The most weighty is the EU AI regulation bill (EU AI Act), which is now heading towards the closing stage. The bill will likely serve as a model for global AI governance.
03
Platform, users, and regulation, three forces have formed a convergence, vowing to set rules for AIGC as soon as possible, and to start from the starting point of big model training.
On the one hand, time is short, AIGC is growing too fast.
Musk said "ridiculously high valuation of AI startups" refers to who, we do not know. After all, there are waves of financing in the AIGC field, all with hot money.
Among the startups, OpenAI is valued at nearly $30 billion, with total financing of $11.3 billion, the richest in AIGC; then Anthropic, the second richest, valued at more than $4 billion. And Inflection, which shocked Silicon Valley with $1.3 billion in funding just a few days ago, is already valued at $4 billion, and it was founded just over a year ago.
Inflection is using its own large language model, this time $1.3 billion to hand, announced to engage 22,000 Nvidia H100 chips, to do the world's largest artificial intelligence cluster. With such massive computing power, the number of target participants and data sets are bound to be staggering as well.
On the other hand, ChatGPT is not so easy to "fix" when it reveals its problems; OpenAI's generations of large language models have 40GB of text in the GPT-2 dataset and 570GB of training data in GPT-3 (the model used in the release of ChatGPT). As for GPT-4, which was only released this year, the size of the dataset was not disclosed at all.
The huge amount of data has not been well documented from the beginning. Former Google research scientist Nicia Sambaswan has said in interviews that tech companies don't document how they collect or annotate AI training data, or even know what's in the dataset.
The wooden ChatGPT is like a black box, and a black box built in a back room, and it's actually hard to do transparency and privacy protection these days, such as listing exactly what data was crawled, explaining how it will be used during use, and deleting a piece of data at the user's request.

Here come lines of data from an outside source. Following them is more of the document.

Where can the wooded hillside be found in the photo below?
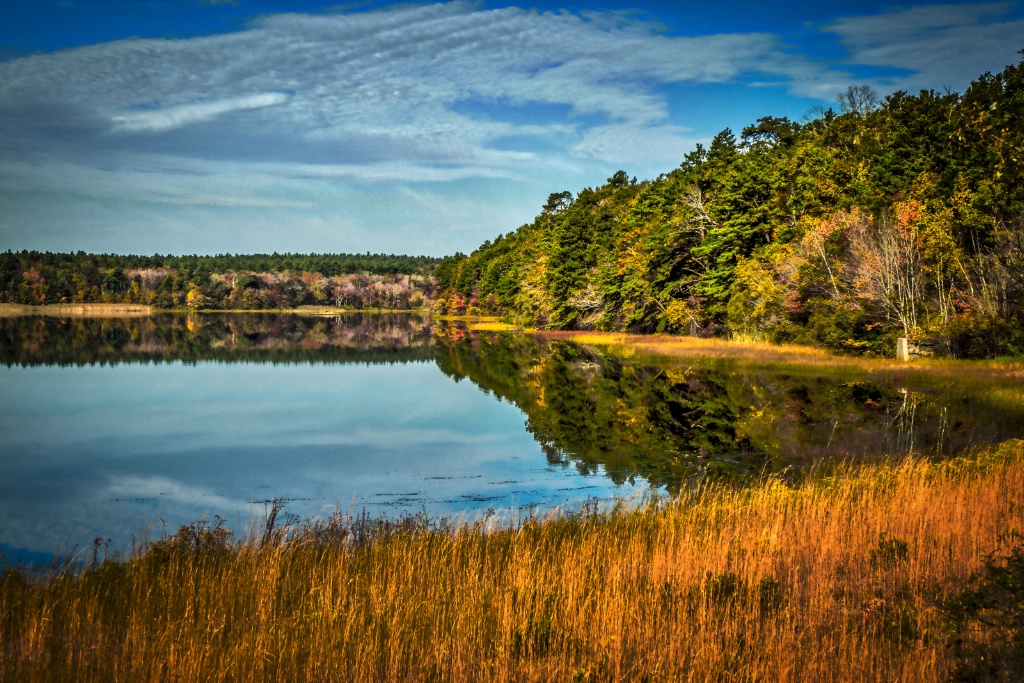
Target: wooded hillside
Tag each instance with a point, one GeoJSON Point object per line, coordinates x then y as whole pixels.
{"type": "Point", "coordinates": [895, 217]}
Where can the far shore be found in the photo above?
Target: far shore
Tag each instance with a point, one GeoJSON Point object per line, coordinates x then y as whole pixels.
{"type": "Point", "coordinates": [680, 348]}
{"type": "Point", "coordinates": [130, 310]}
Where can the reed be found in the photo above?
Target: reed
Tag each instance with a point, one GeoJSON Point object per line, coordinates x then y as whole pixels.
{"type": "Point", "coordinates": [762, 353]}
{"type": "Point", "coordinates": [837, 578]}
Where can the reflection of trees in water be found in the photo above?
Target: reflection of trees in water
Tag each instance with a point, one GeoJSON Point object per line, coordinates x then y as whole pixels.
{"type": "Point", "coordinates": [586, 409]}
{"type": "Point", "coordinates": [666, 424]}
{"type": "Point", "coordinates": [258, 337]}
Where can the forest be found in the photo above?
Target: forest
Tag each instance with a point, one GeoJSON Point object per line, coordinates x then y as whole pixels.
{"type": "Point", "coordinates": [253, 282]}
{"type": "Point", "coordinates": [892, 217]}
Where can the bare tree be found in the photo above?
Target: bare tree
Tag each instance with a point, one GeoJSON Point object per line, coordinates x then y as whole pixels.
{"type": "Point", "coordinates": [887, 265]}
{"type": "Point", "coordinates": [858, 99]}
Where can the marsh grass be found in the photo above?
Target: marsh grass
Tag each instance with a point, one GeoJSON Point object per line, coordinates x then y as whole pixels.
{"type": "Point", "coordinates": [751, 353]}
{"type": "Point", "coordinates": [841, 577]}
{"type": "Point", "coordinates": [77, 310]}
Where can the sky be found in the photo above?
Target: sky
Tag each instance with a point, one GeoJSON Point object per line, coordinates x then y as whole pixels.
{"type": "Point", "coordinates": [219, 126]}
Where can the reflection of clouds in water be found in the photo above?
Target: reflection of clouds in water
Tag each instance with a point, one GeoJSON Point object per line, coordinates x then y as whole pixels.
{"type": "Point", "coordinates": [127, 487]}
{"type": "Point", "coordinates": [141, 450]}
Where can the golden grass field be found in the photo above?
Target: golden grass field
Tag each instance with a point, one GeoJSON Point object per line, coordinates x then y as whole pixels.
{"type": "Point", "coordinates": [838, 578]}
{"type": "Point", "coordinates": [683, 348]}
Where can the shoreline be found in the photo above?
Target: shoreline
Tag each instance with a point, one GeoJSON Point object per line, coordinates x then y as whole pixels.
{"type": "Point", "coordinates": [847, 575]}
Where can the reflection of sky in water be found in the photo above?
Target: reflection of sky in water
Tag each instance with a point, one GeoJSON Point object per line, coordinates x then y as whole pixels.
{"type": "Point", "coordinates": [107, 451]}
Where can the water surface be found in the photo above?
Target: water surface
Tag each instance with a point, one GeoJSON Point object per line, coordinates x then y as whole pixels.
{"type": "Point", "coordinates": [115, 426]}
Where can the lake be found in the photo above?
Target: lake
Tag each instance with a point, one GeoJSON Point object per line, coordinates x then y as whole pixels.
{"type": "Point", "coordinates": [121, 428]}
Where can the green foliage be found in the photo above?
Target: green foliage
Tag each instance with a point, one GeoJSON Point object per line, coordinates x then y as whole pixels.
{"type": "Point", "coordinates": [783, 233]}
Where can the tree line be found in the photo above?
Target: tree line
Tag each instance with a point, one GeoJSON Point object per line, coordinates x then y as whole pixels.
{"type": "Point", "coordinates": [251, 282]}
{"type": "Point", "coordinates": [893, 217]}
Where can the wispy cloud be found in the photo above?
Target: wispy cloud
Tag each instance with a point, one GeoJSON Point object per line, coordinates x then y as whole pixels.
{"type": "Point", "coordinates": [933, 46]}
{"type": "Point", "coordinates": [175, 117]}
{"type": "Point", "coordinates": [293, 108]}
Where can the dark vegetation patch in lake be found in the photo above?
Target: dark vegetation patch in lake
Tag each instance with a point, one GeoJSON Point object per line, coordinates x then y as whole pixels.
{"type": "Point", "coordinates": [111, 425]}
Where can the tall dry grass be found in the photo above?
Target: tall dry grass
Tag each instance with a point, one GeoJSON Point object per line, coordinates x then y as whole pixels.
{"type": "Point", "coordinates": [836, 579]}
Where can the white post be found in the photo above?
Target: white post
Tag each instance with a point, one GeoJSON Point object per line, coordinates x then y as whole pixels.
{"type": "Point", "coordinates": [902, 352]}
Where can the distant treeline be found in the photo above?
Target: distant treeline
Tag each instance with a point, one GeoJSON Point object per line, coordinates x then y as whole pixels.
{"type": "Point", "coordinates": [250, 282]}
{"type": "Point", "coordinates": [901, 216]}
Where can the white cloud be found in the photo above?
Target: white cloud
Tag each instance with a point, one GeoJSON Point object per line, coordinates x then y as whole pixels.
{"type": "Point", "coordinates": [933, 46]}
{"type": "Point", "coordinates": [175, 117]}
{"type": "Point", "coordinates": [285, 113]}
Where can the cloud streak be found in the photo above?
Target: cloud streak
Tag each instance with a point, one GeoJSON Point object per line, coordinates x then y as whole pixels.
{"type": "Point", "coordinates": [297, 109]}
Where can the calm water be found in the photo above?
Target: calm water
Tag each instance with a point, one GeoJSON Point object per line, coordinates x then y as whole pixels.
{"type": "Point", "coordinates": [114, 426]}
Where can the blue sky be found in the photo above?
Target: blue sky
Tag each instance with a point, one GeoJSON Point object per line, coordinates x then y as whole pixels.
{"type": "Point", "coordinates": [187, 126]}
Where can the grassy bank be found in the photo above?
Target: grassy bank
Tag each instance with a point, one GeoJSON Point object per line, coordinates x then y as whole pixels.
{"type": "Point", "coordinates": [757, 353]}
{"type": "Point", "coordinates": [837, 579]}
{"type": "Point", "coordinates": [77, 309]}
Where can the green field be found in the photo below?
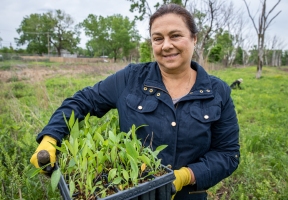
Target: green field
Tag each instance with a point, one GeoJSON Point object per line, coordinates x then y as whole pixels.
{"type": "Point", "coordinates": [27, 102]}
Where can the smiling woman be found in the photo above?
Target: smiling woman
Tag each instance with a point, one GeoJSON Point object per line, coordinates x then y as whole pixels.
{"type": "Point", "coordinates": [181, 105]}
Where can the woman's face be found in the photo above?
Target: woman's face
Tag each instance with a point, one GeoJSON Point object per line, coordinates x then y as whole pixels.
{"type": "Point", "coordinates": [172, 43]}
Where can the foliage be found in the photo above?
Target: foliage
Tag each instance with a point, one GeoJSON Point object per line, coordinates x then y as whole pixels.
{"type": "Point", "coordinates": [56, 27]}
{"type": "Point", "coordinates": [143, 9]}
{"type": "Point", "coordinates": [261, 109]}
{"type": "Point", "coordinates": [96, 148]}
{"type": "Point", "coordinates": [114, 35]}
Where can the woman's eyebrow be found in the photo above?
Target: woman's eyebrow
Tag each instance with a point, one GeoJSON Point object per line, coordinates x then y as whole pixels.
{"type": "Point", "coordinates": [170, 32]}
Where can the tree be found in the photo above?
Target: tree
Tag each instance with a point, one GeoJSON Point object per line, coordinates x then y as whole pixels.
{"type": "Point", "coordinates": [263, 24]}
{"type": "Point", "coordinates": [49, 30]}
{"type": "Point", "coordinates": [143, 9]}
{"type": "Point", "coordinates": [115, 35]}
{"type": "Point", "coordinates": [210, 16]}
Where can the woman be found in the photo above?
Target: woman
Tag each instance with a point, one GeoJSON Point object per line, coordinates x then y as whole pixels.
{"type": "Point", "coordinates": [184, 107]}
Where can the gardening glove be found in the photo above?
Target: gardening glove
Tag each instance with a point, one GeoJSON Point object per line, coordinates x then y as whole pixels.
{"type": "Point", "coordinates": [44, 154]}
{"type": "Point", "coordinates": [183, 178]}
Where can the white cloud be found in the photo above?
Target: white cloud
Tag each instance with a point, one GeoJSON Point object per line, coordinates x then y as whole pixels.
{"type": "Point", "coordinates": [13, 12]}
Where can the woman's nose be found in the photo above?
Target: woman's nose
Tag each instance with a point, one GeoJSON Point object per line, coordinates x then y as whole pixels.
{"type": "Point", "coordinates": [167, 44]}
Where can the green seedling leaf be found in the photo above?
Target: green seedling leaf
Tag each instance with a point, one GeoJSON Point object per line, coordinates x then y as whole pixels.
{"type": "Point", "coordinates": [145, 159]}
{"type": "Point", "coordinates": [33, 172]}
{"type": "Point", "coordinates": [158, 149]}
{"type": "Point", "coordinates": [131, 150]}
{"type": "Point", "coordinates": [65, 119]}
{"type": "Point", "coordinates": [113, 137]}
{"type": "Point", "coordinates": [75, 130]}
{"type": "Point", "coordinates": [71, 188]}
{"type": "Point", "coordinates": [55, 178]}
{"type": "Point", "coordinates": [71, 163]}
{"type": "Point", "coordinates": [72, 119]}
{"type": "Point", "coordinates": [113, 153]}
{"type": "Point", "coordinates": [112, 174]}
{"type": "Point", "coordinates": [133, 165]}
{"type": "Point", "coordinates": [125, 175]}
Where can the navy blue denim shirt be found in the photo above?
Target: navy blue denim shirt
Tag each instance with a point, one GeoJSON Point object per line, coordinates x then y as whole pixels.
{"type": "Point", "coordinates": [201, 130]}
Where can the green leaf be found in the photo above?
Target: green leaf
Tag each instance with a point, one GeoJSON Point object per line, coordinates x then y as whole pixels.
{"type": "Point", "coordinates": [71, 188]}
{"type": "Point", "coordinates": [75, 130]}
{"type": "Point", "coordinates": [113, 153]}
{"type": "Point", "coordinates": [55, 178]}
{"type": "Point", "coordinates": [145, 159]}
{"type": "Point", "coordinates": [117, 180]}
{"type": "Point", "coordinates": [112, 174]}
{"type": "Point", "coordinates": [131, 150]}
{"type": "Point", "coordinates": [112, 137]}
{"type": "Point", "coordinates": [134, 167]}
{"type": "Point", "coordinates": [125, 175]}
{"type": "Point", "coordinates": [71, 119]}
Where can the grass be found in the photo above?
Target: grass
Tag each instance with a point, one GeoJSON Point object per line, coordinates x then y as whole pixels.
{"type": "Point", "coordinates": [261, 108]}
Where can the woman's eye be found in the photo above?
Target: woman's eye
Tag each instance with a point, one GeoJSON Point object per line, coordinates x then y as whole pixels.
{"type": "Point", "coordinates": [175, 36]}
{"type": "Point", "coordinates": [157, 39]}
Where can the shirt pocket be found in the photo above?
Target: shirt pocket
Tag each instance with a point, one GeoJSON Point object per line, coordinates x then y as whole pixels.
{"type": "Point", "coordinates": [141, 105]}
{"type": "Point", "coordinates": [206, 114]}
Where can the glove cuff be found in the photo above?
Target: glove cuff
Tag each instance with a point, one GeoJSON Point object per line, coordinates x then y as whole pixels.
{"type": "Point", "coordinates": [186, 178]}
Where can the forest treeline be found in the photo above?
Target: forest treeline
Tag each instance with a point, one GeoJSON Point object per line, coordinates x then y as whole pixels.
{"type": "Point", "coordinates": [222, 38]}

There is another reason why Internet surfers and regulatory death bites OpenAIs that cannot be ignored - in those years when social media was developing and growing, the awareness of personal online data protection was still in its infancy, and when it was time to fight it, it was found to have missed too far.
When Zuckerberg sat in the congressional hearing for the first time in 2018, his social media platform Facebook had been launched 14 years ago. Facebook was embroiled in the "Cambridge scandal," which the company's chief technology officer said affected 87 million users. That was also a big mistake due to data grabs.
When Alterman sat in the U.S. Congress hearing in May this year, members of Congress frequently expressed regret for the lack of action in the age of social media, the meaning is clear: this time, if not ahead of the curve, but also at least to keep up with the AIGC.
One after another, the big model is still in training, data capture is a thread, clutch it to hope to sort out the AIGC muddle.